BattleMaster246 hat gesagt.:


> Hier nochmal die genaue Fehlermeldung bei dem 9.10 Rechner.


Da steht es doch schwarz auf weiß: Er hat kein Problem mit der main-Klasse, sondern findet die OpenGL-Klassen nicht.


----------



## BattleMaster246 (9. Jun 2010)

Hatte ich erst nicht gesehn, da bei Windows nur das mit dem Mainclass not found stand.

Muss man auf den Rechnern, auf den das Programm laufen soll, extra jogl installiert werden?


----------



## Ark (9. Jun 2010)

Gastredner hat gesagt.:


> Da steht es doch schwarz auf weiß: Er hat kein Problem mit der main-Klasse, sondern findet die OpenGL-Klassen nicht.



Stimmt, das habe ich komplett übersehen. 

@BattleMaster246: Ja, ich denke schon. (Ich habe zwar kaum Plan davon, aber etwas anderes kann ich mir gerade nicht vorstellen. )

Ark


----------



## Gastredner (9. Jun 2010)

Kann man JOGL nicht einfach als Bibliothek mitliefern, oder müssen dafür die OpenGL-Treiber bereits installiert sein?


----------



## Guest2 (9. Jun 2010)

Es reicht, wenn die JARs und die nativen Bibliotheken mitgeliefert werden. Installiert werden muss da nix. (Evtl. Pfade / Parameter setzen und oder natives per Hand laden (System.load() / System.loadLibrary()).

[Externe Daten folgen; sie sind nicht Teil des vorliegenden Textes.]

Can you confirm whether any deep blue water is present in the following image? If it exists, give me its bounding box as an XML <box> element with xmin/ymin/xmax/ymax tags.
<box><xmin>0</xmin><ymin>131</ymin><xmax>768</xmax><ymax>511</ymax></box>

Und wenn ich meine Glaskugel raushole, würde ich vermuten BattleMaster246 hat JoGL bei sich ins JRE kopiert -> genau da gehört es nicht hin.

Gruß,
Fancy


----------



## BattleMaster246 (9. Jun 2010)

> BattleMaster246 hat JoGL bei sich ins JRE kopiert -> genau da gehört es nicht hin.



Hab ich auch, so stand es jedenfalls in einem deutschen und in einem englischen Tutorial.
Ich dachte das ist nur für die programmierung (jogl.jar). Aber jetzt seh ich gerade, dass das für die JRE ist. 

Jogl.info - Alles rund um die Java Bindings für OpenGL

Muss ich dann einfach die jogl.jar, die ich bei Sun runtergeladen habe, einfach zu meiner .jar legen oder wie?


----------



## Gastredner (9. Jun 2010)

Und den Pfad im Manifest als Library hinzufügen.
Eclipse bietet auch eine Möglichkeit, JARs zu exportieren und benötigte Bibliotheken dabei mit in das .jar zu packen.


----------



## BattleMaster246 (9. Jun 2010)

Ich hab jetzt noch jogl und gluegen in den Ordner /libs gelegt und hab sie auch in die Manifest eingetragen.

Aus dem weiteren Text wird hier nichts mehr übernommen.